The illustrator Reynold Brown probably didn’t think he was part of any kind of golden age, but Reynold Brown: A Life in Pictures suggests otherwise.

Born in 1917 in San Gabriel, California, Brown was the very picture of a child prodigy, learning to handle a pencil while he was still in the crib. Years later he was given a scholarship to the Otis Art Institute in Los Angeles and began his professional career ghosting for cartoonist Hal Forrest on his daily strip, Tailspin Tommy.

After leaving Forrest’s employ, Brown struck out as a freelancer, illustrating men’s magazines and romance novels. Some of his best work can be found in his fiery panoramas for Argosy and Boy’s Life but he couldn’t hide his boredom when painting the star-crossed paramours of those hot-and-bothered bodice rippers; Brown needed another kind of action to bring his work to life.

A 1951 exhibition at the Art Center of Design in Los Angeles brought him to the attention the art director for Universal Pictures, Mischa Kallis, who hired him to create the poster art for Raoul Walsh’s seafaring epic, The World in His Arms. The result was a hit with the studio and Brown quickly settled into what would prove to be an astonishingly productive career, creating art for some of the most diverse, let alone seminal, motion pictures ever made.

From The Creature from the Black Lagoon to Spartacus, Brown fired the imagination of a generation of movie goers. He set his characters against a panoramic canvas bursting with super-saturated color and frenetic action scenes that seemed to extend into infinity, ideal for suggesting the histrionic grandeur of Ben-Hur or the world-shaking attack of The Monolith Monsters.

He worked on the campaigns of a number of high-profile blockbusters (including The Alamo and How the West was Won) but it was his great run  on low-budget Universal and AIP movies (including The Incredible Shrinking Man and Roger Corman’s Poe films) that hypnotized children of the fifties and sixties. It’s not too shocking to suggest that Spielberg, Dante and Tarantino were more inspired by Brown’s artwork than the films themselves.

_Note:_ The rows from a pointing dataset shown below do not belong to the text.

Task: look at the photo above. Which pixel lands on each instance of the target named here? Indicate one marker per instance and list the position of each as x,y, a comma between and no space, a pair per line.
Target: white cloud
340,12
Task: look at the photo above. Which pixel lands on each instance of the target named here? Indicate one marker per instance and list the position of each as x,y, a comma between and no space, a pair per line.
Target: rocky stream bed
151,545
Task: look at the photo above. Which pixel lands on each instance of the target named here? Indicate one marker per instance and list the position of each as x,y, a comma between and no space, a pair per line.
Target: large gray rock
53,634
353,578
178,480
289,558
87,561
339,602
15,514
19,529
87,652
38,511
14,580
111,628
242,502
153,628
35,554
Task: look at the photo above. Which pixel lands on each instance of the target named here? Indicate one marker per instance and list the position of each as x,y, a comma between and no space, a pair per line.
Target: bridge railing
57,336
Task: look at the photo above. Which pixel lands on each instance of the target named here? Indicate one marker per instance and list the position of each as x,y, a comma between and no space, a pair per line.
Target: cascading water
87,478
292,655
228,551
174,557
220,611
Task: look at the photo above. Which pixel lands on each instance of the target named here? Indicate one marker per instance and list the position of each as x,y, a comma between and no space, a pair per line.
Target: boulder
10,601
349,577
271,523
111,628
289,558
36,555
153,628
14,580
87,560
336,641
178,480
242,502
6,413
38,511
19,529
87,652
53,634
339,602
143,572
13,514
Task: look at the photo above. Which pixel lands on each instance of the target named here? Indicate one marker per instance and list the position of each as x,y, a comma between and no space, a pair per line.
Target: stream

1958’s Attack of the 50 Foot Woman, a film with a budget somewhere south of Ben-Hur’s, is nevertheless his most iconic piece of work. Featuring a toweringly voluptuous Allison Hayes laying waste to an L.A. freeway while barely batting an eyelash, Brown dreamed up a phantasmagoric culture-clash fusing pin-up art, giant monster movies and pre-feminist girl-power. That there is nothing remotely like this amazing imagery to be seen in the actual movie is to understand Brown’s mastery of that fundamental element of motion picture promotion; the artful con-job.

As the sixties wore on, Brown grew increasingly uncomfortable with the rowdy nature of the projects he was offered. In 1970 he sat down to produce the poster art for The Dunwich Horror, a Lovecraft-inspired tale of ancient demons and kinky rituals. When he was finished, the salacious image staring back at him (a tentacled creature slithering up and around Sandra Dee’s heaving bosom) proved to be the last straw for the conservative-minded illustrator. It would be his final piece of movie art.

He spent the remainder of his life painting wild west fantasies and privately commissioned portraiture. In 1976, he was felled by a stroke that left him temporarily paralyzed and after months of exhaustive rehabilitation, the strong-willed artist was able to regain control over his painting hand and get back to work. Brown passed away in 1991.

Zimmer and Hornung’s book sketches the high and low points of Brown’s life, wisely leaving the bulk of the book to beautiful reproductions of his art. Even so, they provide just enough detail to hint at the deeper aspects of Brown’s character; a shy man who shunned the Hollywood nightlife to focus on his family and his craft. Brown left life as he entered it, surrounded by his loved ones and with an unquenchable desire to paint. Those paintings beguile us to this day, their epic, showboating glory still intact; hyperbole in excelsis.